Sekretaris Daerah Kota Tanjungpinang, Zulhidayat, mengatakan, pinjaman itu dilakukan untuk mendanai dan mempercepat proyek-proyek prioritas yang manfaatnya dapat langsung dirasakan masyarakat di Tanjungpinang.
Saat ini katanya, rencana pinjaman tersebut telah disepakati bersama antara Pemko dan DPRD Tanjungpinang saat pembahasan KUA-PPAS 2026.
“Kita sudah menyelaraskan kebutuhan anggaran agar pembangunan 2026 bisa berjalan,” ujar Zulhidayat.
Dua Skema Pinjaman: Jangka Pendek & Jangka Panjang
Zulhidayat juga menjelaskan, bahwa dari total pinjaman Rp150 miliar akan dibagi ke dalam dua skema.
Skema Pertama dengan Pinjaman jangka pendek sebesar Rp30 miliar yang akan digunakan untuk kebutuhan pengelolaan kas daerah.
Sedangkan Skema pinjaman jangka panjang sebesar Rp120 miliar, difokuskan untuk pembangunan infrastruktur prioritas, termasuk proyek penanganan banjir.
“Struktur pinjaman sudah kami susun agar tidak membebani keuangan daerah,” katanya.
Pinjaman jangka panjang Rp120 miliar ini lanjutnya, akan digunakan untuk pembangunan sistem resistensi banjir di Kampung Kolam dan Waduk Sri Katon, serta proyek infrastruktur lain yang masuk dalam prioritas 2026.
Pemko Masih Evaluasi Bank Pemberi Pinjaman
Saat ini sebeutnya, Pemko Tanjungpinang masih mengkaji bank yang paling tepat untuk pengajuan pinjaman, termasuk perbandingan bunga atau margin paling rendah.
“Kami sedang melihat opsi terbaik, apakah melalui Bank Riau Kepri atau BRK Syariah,” jelas Zulhidayat.
Ia menegaskan bahwa dukungan anggaran melalui pinjaman daerah ini merupakan bagian dari upaya Pemko dalam mempercepat pembangunan serta pembenahan kota.

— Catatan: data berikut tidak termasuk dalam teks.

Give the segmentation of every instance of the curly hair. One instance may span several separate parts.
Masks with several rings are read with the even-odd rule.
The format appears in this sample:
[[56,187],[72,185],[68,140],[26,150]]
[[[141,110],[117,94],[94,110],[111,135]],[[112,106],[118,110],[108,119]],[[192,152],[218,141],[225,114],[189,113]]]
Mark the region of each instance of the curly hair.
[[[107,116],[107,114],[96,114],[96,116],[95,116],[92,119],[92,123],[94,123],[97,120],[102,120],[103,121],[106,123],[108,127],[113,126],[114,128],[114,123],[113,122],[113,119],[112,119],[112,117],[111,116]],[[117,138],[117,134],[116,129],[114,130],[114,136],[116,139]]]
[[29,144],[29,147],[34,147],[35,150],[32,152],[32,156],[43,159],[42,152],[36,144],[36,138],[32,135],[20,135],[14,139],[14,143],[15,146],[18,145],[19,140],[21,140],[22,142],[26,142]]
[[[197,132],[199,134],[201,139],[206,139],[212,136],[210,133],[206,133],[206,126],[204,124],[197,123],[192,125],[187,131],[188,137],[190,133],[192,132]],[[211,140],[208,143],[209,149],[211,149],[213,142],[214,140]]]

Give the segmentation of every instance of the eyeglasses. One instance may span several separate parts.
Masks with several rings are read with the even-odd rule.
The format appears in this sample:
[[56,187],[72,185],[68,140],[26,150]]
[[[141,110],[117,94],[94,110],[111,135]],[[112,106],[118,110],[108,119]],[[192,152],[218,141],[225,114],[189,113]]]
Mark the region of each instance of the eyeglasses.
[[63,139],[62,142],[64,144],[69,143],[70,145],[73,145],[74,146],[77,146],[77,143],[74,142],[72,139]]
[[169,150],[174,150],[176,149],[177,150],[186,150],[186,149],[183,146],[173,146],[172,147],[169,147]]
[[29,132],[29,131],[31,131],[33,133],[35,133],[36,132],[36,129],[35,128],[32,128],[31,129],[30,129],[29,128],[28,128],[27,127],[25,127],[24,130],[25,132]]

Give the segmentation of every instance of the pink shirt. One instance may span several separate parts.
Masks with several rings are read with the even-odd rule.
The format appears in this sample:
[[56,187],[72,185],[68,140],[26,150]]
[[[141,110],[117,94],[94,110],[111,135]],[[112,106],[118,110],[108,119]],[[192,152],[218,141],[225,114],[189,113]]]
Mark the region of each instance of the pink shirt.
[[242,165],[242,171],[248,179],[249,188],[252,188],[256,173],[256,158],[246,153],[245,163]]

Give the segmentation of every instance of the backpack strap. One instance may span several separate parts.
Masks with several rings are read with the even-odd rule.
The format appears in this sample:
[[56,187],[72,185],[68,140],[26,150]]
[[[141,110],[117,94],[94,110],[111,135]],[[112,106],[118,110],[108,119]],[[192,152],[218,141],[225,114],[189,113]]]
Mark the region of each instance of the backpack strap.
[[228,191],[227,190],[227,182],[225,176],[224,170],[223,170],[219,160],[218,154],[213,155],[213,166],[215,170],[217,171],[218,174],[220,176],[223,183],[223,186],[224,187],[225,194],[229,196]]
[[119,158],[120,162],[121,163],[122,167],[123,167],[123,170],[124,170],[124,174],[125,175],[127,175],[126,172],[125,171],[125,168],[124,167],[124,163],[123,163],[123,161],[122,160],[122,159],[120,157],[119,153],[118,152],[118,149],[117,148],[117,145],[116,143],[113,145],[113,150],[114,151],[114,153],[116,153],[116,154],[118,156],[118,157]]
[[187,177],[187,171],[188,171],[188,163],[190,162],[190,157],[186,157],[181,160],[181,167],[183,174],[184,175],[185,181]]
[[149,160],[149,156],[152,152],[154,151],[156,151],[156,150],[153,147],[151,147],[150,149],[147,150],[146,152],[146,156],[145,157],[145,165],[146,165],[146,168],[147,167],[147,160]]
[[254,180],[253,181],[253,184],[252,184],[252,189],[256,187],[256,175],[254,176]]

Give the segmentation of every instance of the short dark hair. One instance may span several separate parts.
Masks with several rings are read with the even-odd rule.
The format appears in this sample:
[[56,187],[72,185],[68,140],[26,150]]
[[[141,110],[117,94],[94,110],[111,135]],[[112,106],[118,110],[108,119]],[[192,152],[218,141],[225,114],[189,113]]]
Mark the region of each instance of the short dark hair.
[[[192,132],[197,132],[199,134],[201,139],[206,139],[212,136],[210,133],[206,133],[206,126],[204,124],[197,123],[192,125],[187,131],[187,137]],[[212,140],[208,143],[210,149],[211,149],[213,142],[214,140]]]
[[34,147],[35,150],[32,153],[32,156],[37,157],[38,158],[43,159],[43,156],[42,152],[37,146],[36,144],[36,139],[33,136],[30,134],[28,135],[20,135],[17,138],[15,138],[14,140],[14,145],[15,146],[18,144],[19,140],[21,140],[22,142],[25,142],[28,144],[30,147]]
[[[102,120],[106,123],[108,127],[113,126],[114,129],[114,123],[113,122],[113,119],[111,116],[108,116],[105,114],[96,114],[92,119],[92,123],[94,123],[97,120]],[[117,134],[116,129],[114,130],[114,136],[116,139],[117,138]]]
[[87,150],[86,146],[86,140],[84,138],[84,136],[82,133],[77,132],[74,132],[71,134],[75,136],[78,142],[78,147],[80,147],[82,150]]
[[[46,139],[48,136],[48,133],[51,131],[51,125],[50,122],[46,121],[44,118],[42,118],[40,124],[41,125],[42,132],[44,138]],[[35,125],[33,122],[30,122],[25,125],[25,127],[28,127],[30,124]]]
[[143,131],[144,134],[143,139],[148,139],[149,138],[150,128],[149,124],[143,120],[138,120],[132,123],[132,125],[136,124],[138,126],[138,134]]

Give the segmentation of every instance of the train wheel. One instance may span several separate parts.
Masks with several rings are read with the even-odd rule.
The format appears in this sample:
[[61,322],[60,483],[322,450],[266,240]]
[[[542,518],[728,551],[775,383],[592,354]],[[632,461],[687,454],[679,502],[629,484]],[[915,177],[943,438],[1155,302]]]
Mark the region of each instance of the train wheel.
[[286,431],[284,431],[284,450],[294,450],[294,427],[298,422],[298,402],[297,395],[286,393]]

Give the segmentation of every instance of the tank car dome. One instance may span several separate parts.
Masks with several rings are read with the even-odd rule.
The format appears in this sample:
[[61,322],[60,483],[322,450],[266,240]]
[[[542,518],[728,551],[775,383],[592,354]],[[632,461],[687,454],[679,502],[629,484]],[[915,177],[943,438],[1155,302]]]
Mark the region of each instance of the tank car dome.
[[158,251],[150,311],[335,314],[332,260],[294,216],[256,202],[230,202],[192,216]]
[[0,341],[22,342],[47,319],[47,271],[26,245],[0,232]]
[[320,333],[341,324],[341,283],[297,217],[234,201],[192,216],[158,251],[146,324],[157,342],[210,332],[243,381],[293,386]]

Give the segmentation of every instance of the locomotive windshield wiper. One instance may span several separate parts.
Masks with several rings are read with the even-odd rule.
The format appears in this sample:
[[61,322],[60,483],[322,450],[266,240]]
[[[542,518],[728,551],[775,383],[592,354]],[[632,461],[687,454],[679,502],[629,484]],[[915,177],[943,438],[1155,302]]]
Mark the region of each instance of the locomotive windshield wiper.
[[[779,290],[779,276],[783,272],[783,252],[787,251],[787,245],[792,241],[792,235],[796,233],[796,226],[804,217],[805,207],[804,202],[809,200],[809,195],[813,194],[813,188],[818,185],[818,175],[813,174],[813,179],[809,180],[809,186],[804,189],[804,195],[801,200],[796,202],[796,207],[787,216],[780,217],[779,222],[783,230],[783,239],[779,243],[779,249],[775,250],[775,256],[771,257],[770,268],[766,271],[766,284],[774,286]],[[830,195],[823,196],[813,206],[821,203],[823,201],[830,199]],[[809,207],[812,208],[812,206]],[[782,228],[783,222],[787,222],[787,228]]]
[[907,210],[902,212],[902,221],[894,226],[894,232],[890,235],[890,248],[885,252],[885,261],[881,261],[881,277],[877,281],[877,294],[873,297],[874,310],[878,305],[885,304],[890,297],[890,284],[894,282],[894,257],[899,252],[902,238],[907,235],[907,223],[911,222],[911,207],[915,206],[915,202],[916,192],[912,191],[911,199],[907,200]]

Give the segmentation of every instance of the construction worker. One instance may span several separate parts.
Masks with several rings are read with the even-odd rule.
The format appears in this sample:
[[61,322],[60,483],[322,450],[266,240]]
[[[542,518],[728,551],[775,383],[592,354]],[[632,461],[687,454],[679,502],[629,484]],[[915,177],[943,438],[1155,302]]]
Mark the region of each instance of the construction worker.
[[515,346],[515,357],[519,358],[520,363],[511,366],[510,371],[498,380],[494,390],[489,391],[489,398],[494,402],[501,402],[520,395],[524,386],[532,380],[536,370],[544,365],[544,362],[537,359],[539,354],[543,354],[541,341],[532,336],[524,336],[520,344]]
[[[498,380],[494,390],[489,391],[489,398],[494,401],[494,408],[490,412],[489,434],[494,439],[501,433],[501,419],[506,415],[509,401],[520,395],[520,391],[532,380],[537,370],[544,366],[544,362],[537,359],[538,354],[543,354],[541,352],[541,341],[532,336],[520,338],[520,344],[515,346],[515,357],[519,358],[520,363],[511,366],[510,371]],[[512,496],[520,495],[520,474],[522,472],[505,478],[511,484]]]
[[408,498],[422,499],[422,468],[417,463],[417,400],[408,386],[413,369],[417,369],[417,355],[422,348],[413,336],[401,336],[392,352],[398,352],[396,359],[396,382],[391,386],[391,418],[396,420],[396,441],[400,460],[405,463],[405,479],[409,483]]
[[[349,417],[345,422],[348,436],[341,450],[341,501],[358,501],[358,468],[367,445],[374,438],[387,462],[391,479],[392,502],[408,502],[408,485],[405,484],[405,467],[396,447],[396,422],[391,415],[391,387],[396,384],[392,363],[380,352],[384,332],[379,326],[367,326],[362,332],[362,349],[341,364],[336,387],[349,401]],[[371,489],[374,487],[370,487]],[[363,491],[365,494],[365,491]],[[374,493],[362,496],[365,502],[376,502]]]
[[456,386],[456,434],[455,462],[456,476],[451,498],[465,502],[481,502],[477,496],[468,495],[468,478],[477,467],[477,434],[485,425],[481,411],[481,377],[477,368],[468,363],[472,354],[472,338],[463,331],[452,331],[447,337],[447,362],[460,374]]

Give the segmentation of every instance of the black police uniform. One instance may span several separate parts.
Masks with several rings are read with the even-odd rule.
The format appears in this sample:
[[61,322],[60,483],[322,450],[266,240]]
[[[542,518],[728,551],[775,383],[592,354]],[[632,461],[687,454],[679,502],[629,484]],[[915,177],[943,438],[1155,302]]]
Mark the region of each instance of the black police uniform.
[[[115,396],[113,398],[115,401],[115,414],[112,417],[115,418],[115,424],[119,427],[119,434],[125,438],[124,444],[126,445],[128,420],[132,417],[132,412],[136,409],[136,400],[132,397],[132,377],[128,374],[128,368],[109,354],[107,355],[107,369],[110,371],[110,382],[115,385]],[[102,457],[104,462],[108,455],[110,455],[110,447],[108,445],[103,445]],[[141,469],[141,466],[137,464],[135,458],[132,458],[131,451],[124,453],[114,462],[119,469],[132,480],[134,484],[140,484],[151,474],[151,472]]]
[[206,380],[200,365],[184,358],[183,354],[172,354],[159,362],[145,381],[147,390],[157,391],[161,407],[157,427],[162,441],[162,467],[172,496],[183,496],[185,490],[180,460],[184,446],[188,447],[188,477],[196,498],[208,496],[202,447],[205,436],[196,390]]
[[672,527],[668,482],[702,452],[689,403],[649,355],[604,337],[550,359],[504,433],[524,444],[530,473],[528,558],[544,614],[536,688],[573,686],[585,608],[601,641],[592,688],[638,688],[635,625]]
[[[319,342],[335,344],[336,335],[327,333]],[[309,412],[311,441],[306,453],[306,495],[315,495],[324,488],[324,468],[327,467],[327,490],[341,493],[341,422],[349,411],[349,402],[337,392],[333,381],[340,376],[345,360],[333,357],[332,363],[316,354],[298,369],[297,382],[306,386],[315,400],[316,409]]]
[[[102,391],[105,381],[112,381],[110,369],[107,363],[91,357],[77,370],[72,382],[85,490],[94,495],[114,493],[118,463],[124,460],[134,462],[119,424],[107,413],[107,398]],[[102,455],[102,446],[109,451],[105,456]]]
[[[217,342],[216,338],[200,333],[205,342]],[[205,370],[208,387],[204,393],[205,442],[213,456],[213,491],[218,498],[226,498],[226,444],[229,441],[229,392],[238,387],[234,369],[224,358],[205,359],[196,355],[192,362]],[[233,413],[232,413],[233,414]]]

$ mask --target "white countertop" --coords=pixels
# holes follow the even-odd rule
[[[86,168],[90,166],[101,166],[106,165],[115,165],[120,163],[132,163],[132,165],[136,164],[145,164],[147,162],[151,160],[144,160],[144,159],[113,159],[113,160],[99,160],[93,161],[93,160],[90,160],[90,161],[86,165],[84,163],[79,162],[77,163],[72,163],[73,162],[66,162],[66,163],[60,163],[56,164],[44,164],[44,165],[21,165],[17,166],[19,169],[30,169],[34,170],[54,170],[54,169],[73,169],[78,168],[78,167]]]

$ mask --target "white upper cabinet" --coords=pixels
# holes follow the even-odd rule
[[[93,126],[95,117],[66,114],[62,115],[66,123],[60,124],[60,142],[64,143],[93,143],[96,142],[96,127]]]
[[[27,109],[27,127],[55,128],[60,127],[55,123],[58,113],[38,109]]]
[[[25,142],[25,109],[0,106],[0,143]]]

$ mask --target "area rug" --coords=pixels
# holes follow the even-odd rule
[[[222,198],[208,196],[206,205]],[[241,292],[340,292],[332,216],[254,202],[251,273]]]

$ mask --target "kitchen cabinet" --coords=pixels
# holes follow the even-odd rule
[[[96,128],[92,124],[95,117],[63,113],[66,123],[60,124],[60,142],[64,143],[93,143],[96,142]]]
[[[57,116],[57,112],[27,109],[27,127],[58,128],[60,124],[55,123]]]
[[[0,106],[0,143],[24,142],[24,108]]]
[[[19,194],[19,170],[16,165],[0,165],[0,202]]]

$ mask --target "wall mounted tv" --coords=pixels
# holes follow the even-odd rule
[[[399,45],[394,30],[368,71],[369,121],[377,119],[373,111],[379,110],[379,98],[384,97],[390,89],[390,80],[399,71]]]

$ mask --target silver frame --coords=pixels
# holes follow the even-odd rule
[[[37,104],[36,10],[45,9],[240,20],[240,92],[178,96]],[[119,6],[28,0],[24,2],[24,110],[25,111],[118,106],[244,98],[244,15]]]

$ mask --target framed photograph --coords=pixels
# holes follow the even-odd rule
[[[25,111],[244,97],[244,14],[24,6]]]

APBD Minus Rp131,9 M dan Ditutupi dari Utang Rp150 M
Sebelumnya, Pemko dan DPRD Tanjungpinang telah menyetujui Ranperda APBD 2026 dengan nilai total Rp1,03 triliun, termasuk pembiayaan utang daerah sebesar Rp150 miliar.
APBD 2026 kota Tanjungpinang ini diproyeksi mengalami defisit Rp131,9 miliar, karena pendapatan daerah hanya diproyeksikan mencapai Rp900,55 miliar, sementara belanja daerah mencapai Rp1,03 triliun.
Rincian Pendapatan Daerah 2026
Pendapatan daerah sebesar Rp900,55 miliar bersumber dari:
-Pendapatan Asli Daerah (PAD): Rp293.966.347.280,84
-Pendapatan Transfer:Rp605.834.778.172,00
-Lain-lain Pendapatan Daerah yang Sah: Rp758.100.000,00
Sementara Belanja daerah mencakup Belanja Operasi, Belanja Modal, dan Belanja Tidak Terduga.
Untuk menutupi defisit APBD, Pemko dan DPRD mengandalkanSiLPA 2025: Rp19,4 miliar dan Pinjaman daerah Rp150 miliar.
Namun hingga saat ini, Pemko Tanjungpinang belum menjelaskan secara rinci sektor pendapatan daerah mana yang akan digunakan untuk menanggung pelunasan pinjaman tersebut.